What Is an Argumentative Essay?
An argumentative essay is a style of academic writing where an author presents both sides of an argument or issue. The main purpose of an argumentative essay is to inform rather than convince – that’s why this type of paper should not be confused with a persuasive essay.
The following skills are evaluated when grading an argumentative essay:
- Research skills
- Writing skills
- Analytical skills
This type of paper is assigned to train a student’s ability to debate. It can therefore greatly influence the public speaking skills of a person later on in their life. When writing an argumentative essay, it is important to focus on facts and information rather than personal ideas or preferences. The author may present arguments equally, or support one in favour of others. Regardless, the thesis must include all of the primary points (and counterpoints) that will appear in the essay. It is almost like a political debate with oneself.
Elements of an Argumentative Essay
- Position: It’s essential to determine which side of the argument you are taking. For example, you may be arguing that tobacco products or cannabis should be made illegal. Make a point to express why you took your initial position. For example, you may provide exact reasons to show how tobacco products may be damaging people’s health.
- Evidence: This is where you should provide factual substantiation for your reasons from outside resources. It is very important to give citations and references for where you gathered your evidence. If there is no proof, the evidence may not be taken into account. For example, you could cite health studies or scientific papers related to the effects of tobacco products on peoples’ health to prove your statement.
- Counterarguments: This is where you need to present the other side of the issue. Provide the opposing argument from your point of view.
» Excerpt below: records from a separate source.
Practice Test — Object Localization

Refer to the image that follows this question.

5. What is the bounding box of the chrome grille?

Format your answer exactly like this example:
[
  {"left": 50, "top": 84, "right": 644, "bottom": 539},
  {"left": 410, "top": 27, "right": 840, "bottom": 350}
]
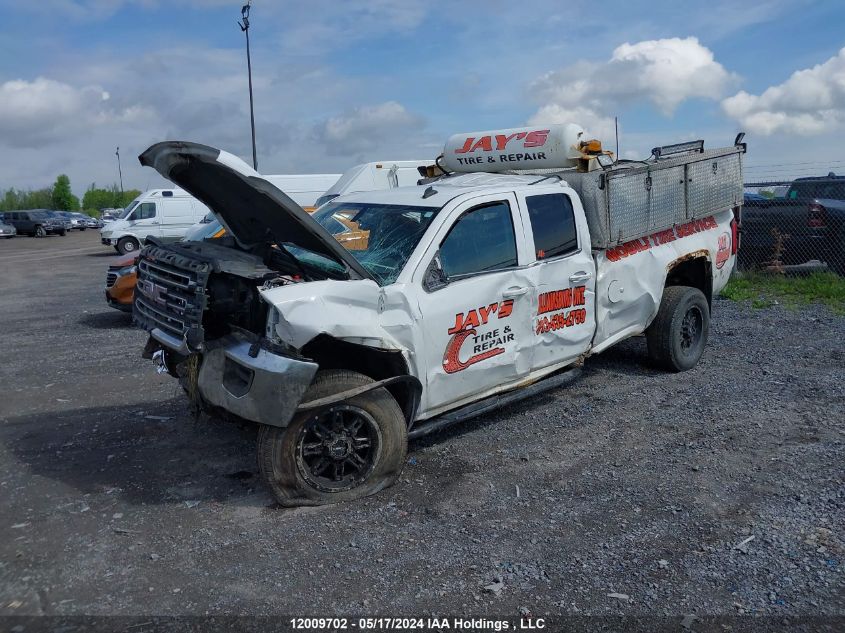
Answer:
[{"left": 134, "top": 246, "right": 210, "bottom": 340}]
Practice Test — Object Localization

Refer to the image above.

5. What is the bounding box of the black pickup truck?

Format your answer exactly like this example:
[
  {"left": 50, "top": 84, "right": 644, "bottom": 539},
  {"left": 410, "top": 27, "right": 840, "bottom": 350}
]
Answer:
[{"left": 739, "top": 173, "right": 845, "bottom": 275}]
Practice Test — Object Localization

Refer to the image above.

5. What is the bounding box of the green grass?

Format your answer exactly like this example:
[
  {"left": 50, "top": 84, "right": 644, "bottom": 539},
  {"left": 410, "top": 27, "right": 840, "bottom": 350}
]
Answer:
[{"left": 721, "top": 273, "right": 845, "bottom": 314}]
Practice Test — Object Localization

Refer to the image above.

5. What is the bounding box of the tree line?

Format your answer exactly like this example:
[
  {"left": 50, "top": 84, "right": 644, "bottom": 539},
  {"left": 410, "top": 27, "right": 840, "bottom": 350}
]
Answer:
[{"left": 0, "top": 174, "right": 141, "bottom": 216}]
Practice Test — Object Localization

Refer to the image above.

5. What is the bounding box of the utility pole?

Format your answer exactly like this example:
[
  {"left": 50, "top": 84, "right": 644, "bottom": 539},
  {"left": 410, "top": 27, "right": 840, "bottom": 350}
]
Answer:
[
  {"left": 114, "top": 146, "right": 123, "bottom": 196},
  {"left": 238, "top": 0, "right": 258, "bottom": 171}
]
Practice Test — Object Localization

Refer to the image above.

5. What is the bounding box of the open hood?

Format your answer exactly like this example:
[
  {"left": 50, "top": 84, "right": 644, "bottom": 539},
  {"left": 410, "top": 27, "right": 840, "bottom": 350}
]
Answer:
[{"left": 138, "top": 141, "right": 372, "bottom": 279}]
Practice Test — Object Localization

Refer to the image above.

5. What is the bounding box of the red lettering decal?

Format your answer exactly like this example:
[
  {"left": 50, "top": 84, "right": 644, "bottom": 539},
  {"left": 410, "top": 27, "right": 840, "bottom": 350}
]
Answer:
[
  {"left": 478, "top": 303, "right": 499, "bottom": 325},
  {"left": 443, "top": 330, "right": 505, "bottom": 374},
  {"left": 469, "top": 136, "right": 493, "bottom": 152},
  {"left": 496, "top": 134, "right": 516, "bottom": 149},
  {"left": 464, "top": 310, "right": 481, "bottom": 328},
  {"left": 455, "top": 136, "right": 475, "bottom": 154},
  {"left": 524, "top": 130, "right": 550, "bottom": 147},
  {"left": 447, "top": 312, "right": 464, "bottom": 334}
]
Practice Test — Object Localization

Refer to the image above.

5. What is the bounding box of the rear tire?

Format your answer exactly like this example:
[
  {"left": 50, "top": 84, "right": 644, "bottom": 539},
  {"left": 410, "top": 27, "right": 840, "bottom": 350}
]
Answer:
[
  {"left": 117, "top": 237, "right": 140, "bottom": 255},
  {"left": 258, "top": 370, "right": 408, "bottom": 506},
  {"left": 646, "top": 286, "right": 710, "bottom": 372}
]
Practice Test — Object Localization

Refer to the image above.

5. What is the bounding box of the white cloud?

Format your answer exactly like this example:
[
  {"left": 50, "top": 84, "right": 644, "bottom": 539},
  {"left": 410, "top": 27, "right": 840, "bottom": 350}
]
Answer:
[
  {"left": 531, "top": 37, "right": 736, "bottom": 127},
  {"left": 316, "top": 101, "right": 424, "bottom": 154},
  {"left": 528, "top": 103, "right": 616, "bottom": 147},
  {"left": 0, "top": 77, "right": 151, "bottom": 147},
  {"left": 722, "top": 48, "right": 845, "bottom": 135}
]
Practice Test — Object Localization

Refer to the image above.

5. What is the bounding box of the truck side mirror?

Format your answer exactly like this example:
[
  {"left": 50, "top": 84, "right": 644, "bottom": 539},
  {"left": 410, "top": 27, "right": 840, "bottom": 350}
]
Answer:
[{"left": 423, "top": 251, "right": 449, "bottom": 292}]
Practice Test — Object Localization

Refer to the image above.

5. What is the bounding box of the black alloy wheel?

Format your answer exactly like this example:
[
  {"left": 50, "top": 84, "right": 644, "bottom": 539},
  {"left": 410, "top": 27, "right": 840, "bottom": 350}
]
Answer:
[{"left": 296, "top": 404, "right": 381, "bottom": 492}]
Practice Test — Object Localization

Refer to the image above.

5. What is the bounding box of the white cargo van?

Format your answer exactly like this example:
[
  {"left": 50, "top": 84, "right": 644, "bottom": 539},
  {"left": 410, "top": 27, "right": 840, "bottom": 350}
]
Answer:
[
  {"left": 100, "top": 189, "right": 209, "bottom": 254},
  {"left": 263, "top": 174, "right": 341, "bottom": 211},
  {"left": 314, "top": 160, "right": 434, "bottom": 207}
]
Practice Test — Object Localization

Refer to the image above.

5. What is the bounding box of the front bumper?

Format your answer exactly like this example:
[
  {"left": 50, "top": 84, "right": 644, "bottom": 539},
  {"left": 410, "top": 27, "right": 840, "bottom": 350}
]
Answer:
[
  {"left": 157, "top": 331, "right": 318, "bottom": 427},
  {"left": 106, "top": 270, "right": 138, "bottom": 312}
]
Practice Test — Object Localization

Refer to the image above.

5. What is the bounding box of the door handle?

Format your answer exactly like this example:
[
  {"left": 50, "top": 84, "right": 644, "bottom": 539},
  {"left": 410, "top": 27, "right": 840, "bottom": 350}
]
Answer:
[
  {"left": 569, "top": 270, "right": 593, "bottom": 284},
  {"left": 502, "top": 288, "right": 528, "bottom": 299}
]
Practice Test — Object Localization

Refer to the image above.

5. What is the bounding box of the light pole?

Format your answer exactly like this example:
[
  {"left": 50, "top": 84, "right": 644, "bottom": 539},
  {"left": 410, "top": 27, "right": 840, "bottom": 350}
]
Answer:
[
  {"left": 238, "top": 0, "right": 258, "bottom": 171},
  {"left": 114, "top": 146, "right": 123, "bottom": 196}
]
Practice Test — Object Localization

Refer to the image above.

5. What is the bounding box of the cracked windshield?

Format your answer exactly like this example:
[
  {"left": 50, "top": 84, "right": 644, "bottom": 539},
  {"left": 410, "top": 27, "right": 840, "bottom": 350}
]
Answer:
[{"left": 304, "top": 202, "right": 440, "bottom": 286}]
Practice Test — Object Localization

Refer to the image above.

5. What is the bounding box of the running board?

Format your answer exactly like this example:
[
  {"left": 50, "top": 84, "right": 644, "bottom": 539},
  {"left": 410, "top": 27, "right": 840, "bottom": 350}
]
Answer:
[{"left": 408, "top": 367, "right": 581, "bottom": 440}]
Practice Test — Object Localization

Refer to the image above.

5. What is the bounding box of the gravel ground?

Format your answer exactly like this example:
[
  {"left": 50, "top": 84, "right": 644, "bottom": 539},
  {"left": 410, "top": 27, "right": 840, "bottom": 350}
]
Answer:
[{"left": 0, "top": 231, "right": 845, "bottom": 622}]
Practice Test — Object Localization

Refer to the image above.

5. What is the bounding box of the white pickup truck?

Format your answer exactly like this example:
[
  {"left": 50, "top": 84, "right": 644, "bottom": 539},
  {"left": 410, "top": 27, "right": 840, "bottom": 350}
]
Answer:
[{"left": 134, "top": 126, "right": 745, "bottom": 505}]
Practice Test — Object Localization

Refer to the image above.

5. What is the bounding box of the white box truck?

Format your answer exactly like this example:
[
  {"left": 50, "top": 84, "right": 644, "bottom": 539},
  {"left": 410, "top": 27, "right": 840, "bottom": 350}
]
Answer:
[
  {"left": 316, "top": 160, "right": 434, "bottom": 207},
  {"left": 134, "top": 125, "right": 745, "bottom": 505}
]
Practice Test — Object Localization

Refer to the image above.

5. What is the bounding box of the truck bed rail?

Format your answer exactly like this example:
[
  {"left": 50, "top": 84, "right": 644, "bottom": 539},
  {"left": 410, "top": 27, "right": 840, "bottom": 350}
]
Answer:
[{"left": 560, "top": 144, "right": 745, "bottom": 248}]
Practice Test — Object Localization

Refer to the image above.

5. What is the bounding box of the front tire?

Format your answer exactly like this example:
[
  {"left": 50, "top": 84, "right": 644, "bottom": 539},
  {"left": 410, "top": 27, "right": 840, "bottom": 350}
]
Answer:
[
  {"left": 646, "top": 286, "right": 710, "bottom": 372},
  {"left": 117, "top": 237, "right": 140, "bottom": 255},
  {"left": 258, "top": 370, "right": 408, "bottom": 506}
]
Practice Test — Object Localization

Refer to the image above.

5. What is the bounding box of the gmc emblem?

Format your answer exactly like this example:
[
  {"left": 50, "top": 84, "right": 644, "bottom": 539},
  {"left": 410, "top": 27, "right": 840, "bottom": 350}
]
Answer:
[{"left": 138, "top": 279, "right": 167, "bottom": 306}]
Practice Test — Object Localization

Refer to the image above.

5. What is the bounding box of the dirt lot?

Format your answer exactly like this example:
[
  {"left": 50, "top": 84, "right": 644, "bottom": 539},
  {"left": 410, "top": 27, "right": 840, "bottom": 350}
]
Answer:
[{"left": 0, "top": 231, "right": 845, "bottom": 617}]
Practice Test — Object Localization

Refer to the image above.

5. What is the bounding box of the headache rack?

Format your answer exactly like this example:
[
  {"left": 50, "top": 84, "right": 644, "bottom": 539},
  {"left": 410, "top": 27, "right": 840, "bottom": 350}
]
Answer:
[
  {"left": 558, "top": 142, "right": 745, "bottom": 248},
  {"left": 133, "top": 239, "right": 211, "bottom": 347}
]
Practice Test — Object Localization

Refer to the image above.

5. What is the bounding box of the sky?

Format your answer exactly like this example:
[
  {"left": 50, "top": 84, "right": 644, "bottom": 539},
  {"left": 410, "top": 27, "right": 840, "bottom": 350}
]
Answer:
[{"left": 0, "top": 0, "right": 845, "bottom": 197}]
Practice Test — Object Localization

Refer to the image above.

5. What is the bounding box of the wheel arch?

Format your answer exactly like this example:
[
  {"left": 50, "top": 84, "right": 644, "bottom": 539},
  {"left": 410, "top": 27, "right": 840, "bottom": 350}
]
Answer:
[
  {"left": 664, "top": 250, "right": 713, "bottom": 308},
  {"left": 300, "top": 334, "right": 422, "bottom": 427}
]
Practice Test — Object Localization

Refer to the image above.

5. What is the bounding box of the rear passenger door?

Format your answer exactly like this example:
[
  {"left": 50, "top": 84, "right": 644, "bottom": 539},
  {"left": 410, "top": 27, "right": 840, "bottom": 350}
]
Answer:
[
  {"left": 159, "top": 198, "right": 193, "bottom": 241},
  {"left": 518, "top": 186, "right": 596, "bottom": 371},
  {"left": 130, "top": 202, "right": 161, "bottom": 240}
]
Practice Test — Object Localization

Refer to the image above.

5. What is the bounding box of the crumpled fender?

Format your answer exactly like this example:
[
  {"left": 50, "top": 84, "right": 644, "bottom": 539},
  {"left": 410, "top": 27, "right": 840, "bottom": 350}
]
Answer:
[{"left": 261, "top": 279, "right": 411, "bottom": 349}]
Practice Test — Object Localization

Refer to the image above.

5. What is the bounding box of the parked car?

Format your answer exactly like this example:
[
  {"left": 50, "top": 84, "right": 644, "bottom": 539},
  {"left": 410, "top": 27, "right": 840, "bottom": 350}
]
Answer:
[
  {"left": 100, "top": 189, "right": 209, "bottom": 255},
  {"left": 54, "top": 211, "right": 87, "bottom": 231},
  {"left": 0, "top": 213, "right": 18, "bottom": 240},
  {"left": 80, "top": 214, "right": 103, "bottom": 229},
  {"left": 106, "top": 213, "right": 226, "bottom": 312},
  {"left": 4, "top": 209, "right": 67, "bottom": 237},
  {"left": 739, "top": 172, "right": 845, "bottom": 274},
  {"left": 106, "top": 251, "right": 138, "bottom": 312}
]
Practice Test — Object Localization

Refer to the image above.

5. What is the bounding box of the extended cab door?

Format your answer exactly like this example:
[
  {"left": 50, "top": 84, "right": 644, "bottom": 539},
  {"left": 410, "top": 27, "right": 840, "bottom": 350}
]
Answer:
[
  {"left": 419, "top": 193, "right": 533, "bottom": 416},
  {"left": 518, "top": 185, "right": 596, "bottom": 371}
]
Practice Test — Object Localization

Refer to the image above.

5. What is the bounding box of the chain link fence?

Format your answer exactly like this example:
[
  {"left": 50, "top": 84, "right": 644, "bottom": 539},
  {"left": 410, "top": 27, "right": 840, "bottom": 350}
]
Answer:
[{"left": 738, "top": 173, "right": 845, "bottom": 275}]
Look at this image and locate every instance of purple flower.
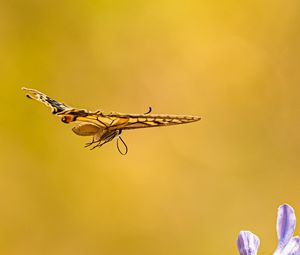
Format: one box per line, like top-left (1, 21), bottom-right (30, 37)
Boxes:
top-left (237, 204), bottom-right (300, 255)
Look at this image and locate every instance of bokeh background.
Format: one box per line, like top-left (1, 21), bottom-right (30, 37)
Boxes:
top-left (0, 0), bottom-right (300, 255)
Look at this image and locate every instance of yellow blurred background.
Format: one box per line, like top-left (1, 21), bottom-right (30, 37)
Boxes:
top-left (0, 0), bottom-right (300, 255)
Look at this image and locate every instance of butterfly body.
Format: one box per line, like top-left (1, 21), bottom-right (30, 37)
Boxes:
top-left (22, 88), bottom-right (201, 154)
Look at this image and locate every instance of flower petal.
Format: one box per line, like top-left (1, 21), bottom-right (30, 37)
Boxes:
top-left (274, 204), bottom-right (296, 254)
top-left (280, 236), bottom-right (300, 255)
top-left (237, 231), bottom-right (259, 255)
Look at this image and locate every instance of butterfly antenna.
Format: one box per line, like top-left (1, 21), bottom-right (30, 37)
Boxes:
top-left (117, 136), bottom-right (128, 155)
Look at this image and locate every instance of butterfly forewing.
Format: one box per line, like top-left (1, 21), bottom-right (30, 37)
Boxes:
top-left (22, 88), bottom-right (200, 154)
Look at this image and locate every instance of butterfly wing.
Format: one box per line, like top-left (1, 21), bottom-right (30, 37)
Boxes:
top-left (71, 112), bottom-right (200, 130)
top-left (22, 87), bottom-right (72, 114)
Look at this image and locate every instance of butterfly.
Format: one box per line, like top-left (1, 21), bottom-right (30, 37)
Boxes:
top-left (22, 87), bottom-right (201, 155)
After stating these counterarguments, you should state why they are false, weak, or ineffective by presenting further evidence.
Argumentative Essay Outline
I. Introductory Paragraph
- Your introductory paragraph sets the stage or the context for the position you are arguing for.
- This introduction should end with a thesis statement that provides your claim (what you are
- arguing for) and the reasons for your position on an issue.
A. Your thesis:
- states what your position on an issue is
- usually appears at the end of the introduction in a short essay
- should be clearly stated and often contains emphatic language (should, ought, must)
B. Sample Argumentative Thesis
- The production, sale, and possession of assault weapons for private citizens should be
banned in the U.S.
II. Body of your Argument
A. Background Information
- This section of your paper gives the reader the basic information he or she needs to understand your position. This could be part of the introduction, but may work as its own section.
B. Reasons or Evidence to Support your Claim
- All evidence you present in this section should support your position. This is the heart of your essay. Generally, you begin with a general statement that you back up with specific details or examples. Depending on how long your argument is, you will need to devote one to two well-developed paragraphs to each reason/claim or type of evidence.
- Types of evidence include:
• first-hand examples and experiential knowledge on your topic (specific examples help your readers connect to your topic in a way they cannot with abstract ideas)
• Opinions from recognized authorities
• The tip sheet on the three logical appeals covers the types of evidence you can use in argumentation.
III. Addressing the Opposite Side
- Any well-written argument must anticipate and address positions in opposition to the one being argued.
- Pointing out what your opposition is likely to say in response to your argument shows that you have thought critically about your topic.
- Addressing the opposite side actually makes your argument stronger!
- Generally, this takes the form of a paragraph that can be placed either after the introduction or before the conclusion.
A. 1st Opposing View: Strict gun control laws won’t affect crime rate
B. 2nd Opposing View:
- The conclusion should bring the essay to a logical end. It should explain what the importance of your issue is in a larger context. Your conclusion should also reiterate why your topic is worth caring about.
- Some arguments propose solutions or make prediction on the future of the topic.
- Show your reader what would happen if your argument is or is not believed or acted upon as you believe it should be.